侯炳臣哼了聲:“他也想啊,但是瞿光可是出了名的老奸巨猾,想要求他幫忙,不扒下一層皮來哪兒行啊。”
“看來,兩位大人如今的關系不怎么樣啊。”
趙鳶當下就一怔,侯炳臣也反應了過來:“靈佛的意思是……”
顧相檀瞇起眼,仍是低低緩緩地笑著:“這事兒先不急,后頭再議也來得及。”
倒是有另一樁事他要問問羿崢:“神醫,你可會易容?”
羿崢呆了呆:“易容?哪種易容?”
顧相檀說:“便是把一個人裝扮得很像另一人,也未必一模一樣,就是不熟的人外貌氣質初看能蒙混過關便行。”
羿崢琢磨了下,自得道:“可以,那還不簡單,只要身形差不多就行。”
顧相檀點了點頭,又對趙鳶道:“我有個想法,只是防患于未然,若是有一天這事真發生了,也算是一個應對的法子。”
……
從軍營出來,陳彩同顧相檀告辭,又是恭恭敬敬地給他磕了三個響頭。
顧相檀將他扶起道:“無論陳護衛怎么想,又或者今日瞧見了什么,我皆不阻你,你也不用多謝我,我說過,我感念你當日的話,所以才會做這些事,不足掛齒,也不用放在心上。”
陳彩干涸的心頭卻像是被顧相檀灑上了一碗熱水,想到方才在神武軍營中的比試,那些將士的對待,在這里,他不是什么低人一等的奴才,只要有武藝,有才干,就會被人尊崇夸獎,只要是男兒大丈夫,皆會有在戰場上大殺四方保家衛國的渴望,而在這里,他仿佛隱隱的體會到了擂鼓鳴金的聲響,那暖燙的滋味讓陳彩的四肢都仿佛烘熱了起來,他不由心頭激蕩,沉著聲道:“奴才今日什么都沒有瞧見,不過是隨著替靈佛拿了些東西而已,請靈佛寬心。
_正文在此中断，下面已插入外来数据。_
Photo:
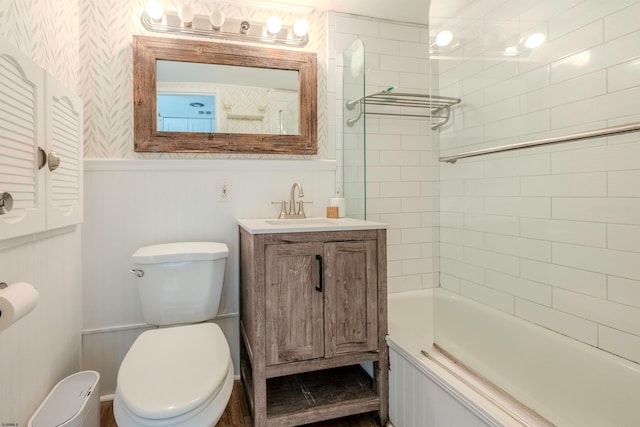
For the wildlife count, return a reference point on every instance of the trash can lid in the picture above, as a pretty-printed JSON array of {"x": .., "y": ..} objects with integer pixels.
[{"x": 66, "y": 400}]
”
顧相檀點點頭,沒再多說什么,讓陳彩徑自離開了。
回頭就見趙鳶表情復雜,顧相檀癟了癟嘴,問他:“你覺得陳護衛的功夫怎么樣?”
趙鳶道:“不錯。”
“比起王副將和商副將來呢?”
趙鳶愣了下,還是道:“在他們之上。”雖說剛才陳彩故意輸給了對方,且缺了不少實戰的經驗,但是他的身手哪怕在營中都是數一數二的。
顧相檀快走了兩步,趕到趙鳶身前,又回過頭笑著看他:“有這樣一個好幫手,哪怕有一日……有一日上了戰場,也總多一份希望吧。”
趙鳶隱隱有些明白了,卻不禁更是訝然。
“可他是太子的人。”
趙鳶不是沒有惜才的心,然而與其從別人那邊挖,他更愿自己培養,雖說要更費時費工,但顯然這樣比較穩妥,也比較可信。